Picture of Lucy Freeland
Updated: 16 December 2016
Armed with his first camera at age seven, Jacques Henri Lartigue went on to become one of the fathers of modern photography. His portfolio features beautifully natural, unadulterated snapshots of life in France at the turn of the century – automobiles, fashionable women, and artists like Josephine Baker. Here is a closer look at his life’s work.

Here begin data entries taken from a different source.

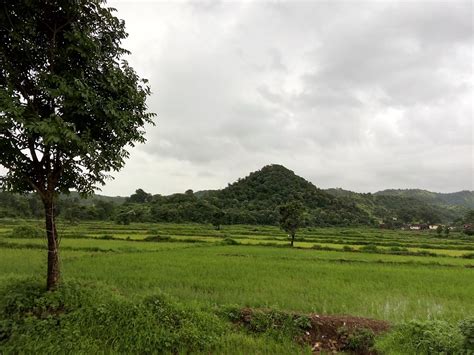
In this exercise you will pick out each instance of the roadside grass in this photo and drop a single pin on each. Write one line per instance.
(279, 278)
(338, 271)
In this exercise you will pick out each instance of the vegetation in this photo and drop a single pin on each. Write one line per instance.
(69, 103)
(252, 200)
(129, 276)
(291, 218)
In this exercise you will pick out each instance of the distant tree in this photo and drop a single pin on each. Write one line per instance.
(69, 104)
(218, 218)
(140, 196)
(104, 209)
(291, 218)
(446, 231)
(469, 217)
(439, 229)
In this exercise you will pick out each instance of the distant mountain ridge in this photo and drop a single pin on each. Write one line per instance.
(254, 199)
(463, 198)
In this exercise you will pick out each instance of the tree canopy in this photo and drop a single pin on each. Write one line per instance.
(70, 104)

The secret to Jacques Henri Lartigue’s unique composition as a photographer was due, in part, to his honed skill as a gifted and successful painter. It is to this pursuit that Lartigue attributed his greatest professional success, having attended the Julien Academy to study painting in 1915 and sustained himself on the proceeds of that occupation for the majority of his life. Indeed, Lartigue’s photographical prowess – for which he is now best remembered – was only publicly discovered in 1962, when an exhibition of the then 69-year-old’s work was displayed at the Museum of Modern Art in New York. This was followed, in the same year, by an artistic credit in the famous Life Magazine: Lartigue’s images contributing to a poignant article examining the legacy of John F. Kennedy. These two instances propelled Lartigue into the spotlight almost overnight, a start so latent that it almost belies his reputation as one of the founders of modern photography. Immediately upon witnessing his work, the public became seemingly enamoured with the arresting quality, raw skill and honesty visible in Lartigue’s images, arising from the true passion and diligent cataloguing of an ‘ultimate amateur.’

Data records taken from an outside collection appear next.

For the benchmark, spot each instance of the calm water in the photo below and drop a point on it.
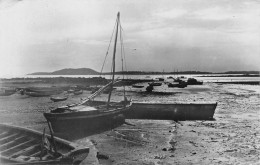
(205, 79)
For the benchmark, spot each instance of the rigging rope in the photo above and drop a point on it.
(108, 49)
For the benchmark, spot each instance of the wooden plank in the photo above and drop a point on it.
(5, 144)
(3, 133)
(24, 150)
(35, 154)
(4, 138)
(19, 145)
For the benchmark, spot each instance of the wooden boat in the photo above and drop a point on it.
(173, 85)
(155, 84)
(137, 86)
(193, 81)
(171, 111)
(78, 92)
(7, 92)
(89, 114)
(56, 99)
(25, 146)
(38, 94)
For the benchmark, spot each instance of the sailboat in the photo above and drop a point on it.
(89, 114)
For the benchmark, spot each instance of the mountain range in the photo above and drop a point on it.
(88, 71)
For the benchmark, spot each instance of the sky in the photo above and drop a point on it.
(169, 35)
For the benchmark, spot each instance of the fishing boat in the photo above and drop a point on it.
(171, 111)
(7, 92)
(78, 92)
(193, 81)
(25, 146)
(137, 86)
(56, 99)
(38, 94)
(90, 114)
(155, 84)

Despite avoiding exhibiting his work until his later years, Lartigue produced an overwhelming body of photographs spanning the entirety of his life. His love of photography started as a child when Jacques’s father Henri provided him with his first camera in 1900 when he was aged just seven. As a result of this formidably early start, Lartigue’s portfolio features beautifully natural, unadulterated snapshots from his childhood in France at the turn of the century – automobiles, family outings and investigative snaps of his older brother’s inventions provide an animated and authentic encapsulation of the innocence of youth. Soon a pattern began to emerge within Lartigue’s images: automobiles, sports and aviation; Jacques focused on capturing the speed of highly dynamic events as far as they could be communicated by a frozen moment in time.

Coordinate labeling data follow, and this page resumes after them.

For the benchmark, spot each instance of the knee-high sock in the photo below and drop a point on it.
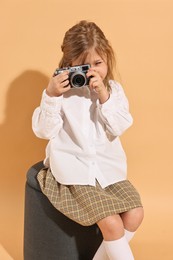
(118, 249)
(128, 234)
(101, 252)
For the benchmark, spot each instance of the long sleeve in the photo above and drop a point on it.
(47, 118)
(115, 111)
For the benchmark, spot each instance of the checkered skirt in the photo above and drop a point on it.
(86, 204)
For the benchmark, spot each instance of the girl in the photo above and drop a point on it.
(85, 174)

Unlike his contemporaries, Lartigue concentrated on movement arising from within its context. In his work, it appears as if his subject leap out of the restrictive aperture of the lens and move towards the three-dimensional life of the viewer.

We may think of early works such as ‘Monsieur Follette and his dog Tupy’ (Paris, 1912) as demonstration of this: the small dog, Tupy, springs out across a river chased in earnest by his master or, according to interpretation, is seen to be violently thrown across the narrow water by Monsieur Follette. Lartigue’s works thus tread the line between normality and a kind of primitive surrealism. His 1904 work ‘Ma Cousine Bichonnade’ is a classic example of this, where Bichonnade jumps off the steps on the Rue Contambert, yet her feet are hidden by her garments and her face so composed as she stares out of the picture, that the image takes on an almost disturbing and unsettling quality – as if Bichonnade is supernaturally flying downwards towards the floor.

Other images assume a more conventional composition, such as Lartigue’s depiction of kites in the work entitled ‘Le cerf-volent de Louis et M. Hubert Laroze Rouzat’ (1911), a leap in a tennis match in ‘Championnats Internationaux au Racing Club de France. Lacoste et Borotra du Double’ and the dynamic relationship between zealous spectator and early racing car in ‘Le Grand Prix de l’ACE’ (1913).

There are also moments of almost sedentary calm in Lartigue’s craft that commonly stem from his frequent portraiture of women. Contemplative depictions such as those of his lover Renee in ‘Renee au Paris’ (1931) and the languid, soft-focus of ‘Les jumelles Rowe Paris’ (1927) and ‘Josephine Baker Paris’ (1927) demonstrate Lartigue’s fascination with conveying the quietude of the female spirit. Many of these portraits feature the woman in deep, arresting thought or with a cigarette in her hand and a wry smile – a far cry from the leaping energy of his other frames.

Lartigue was also an avid journal-keeper. Starting in his childhood, these documents were forever alongside him and he diligently contributed to them almost daily for the duration of his life. It is from within these pages that we learn the details of Lartigue’s marriage to Madeline Messager, daughter of the composer Andre Messager, with whom he had a son, Dani, a decade before the pair divorced in 1931. There are many telling snaps of the intimacy shared between Madeline and Jacques, none more poignant than the famous image captured on the night of their wedding, showing Madeline – or Bibi as she was known to friends – coquettishly staring into the lens of the camera as Lartigue invades the privacy of her bathroom as she is sat on the toilet.

The joy of their bohemian passions, which initially drew the pair together, began to falter following the death of their daughter, Veronique, in 1924 at just a few months old. Rocked by the tragedy, the pair was never able to recover the marriage and divorced.

Following the divorce, Lartigue became close with Romanian model Renee Perle, a partnership that resulted in a collection of images that demonstrate his reverence for her beauty but also demonstrate that which is lacking in comparison to his relationship with his ex-wife. This lacklustre quality may have, in part, been due to Jacques ongoing struggle following the dissolution of the Lartigue fortune; the family house that had been the setting to so many photographic adventures was now sold off, with Jacques relying on the commissioning and rapid production of painted portraits to make ends meet. It was at this point, at 69-years-old and now on his third marriage that Lartigue experienced his renaissance through the real-time images that had so comfortingly recorded his life.

The first retrospective to Lartigue was held in Paris in 1975, a year on from his commission by the President of France, Valéry Giscard d’Estaing, to shoot an official portrait photograph. Four years later, the Donation Agreement was signed and Lartigue became the first living French photographer to gift his works to the nation, the fund for which the Association des Amis de Jacques Henri Lartigue still works to preserve and promote. Lartigue continued to work as an avid photographer, painter and writer until his death in Nice in 1986, at the age of 92.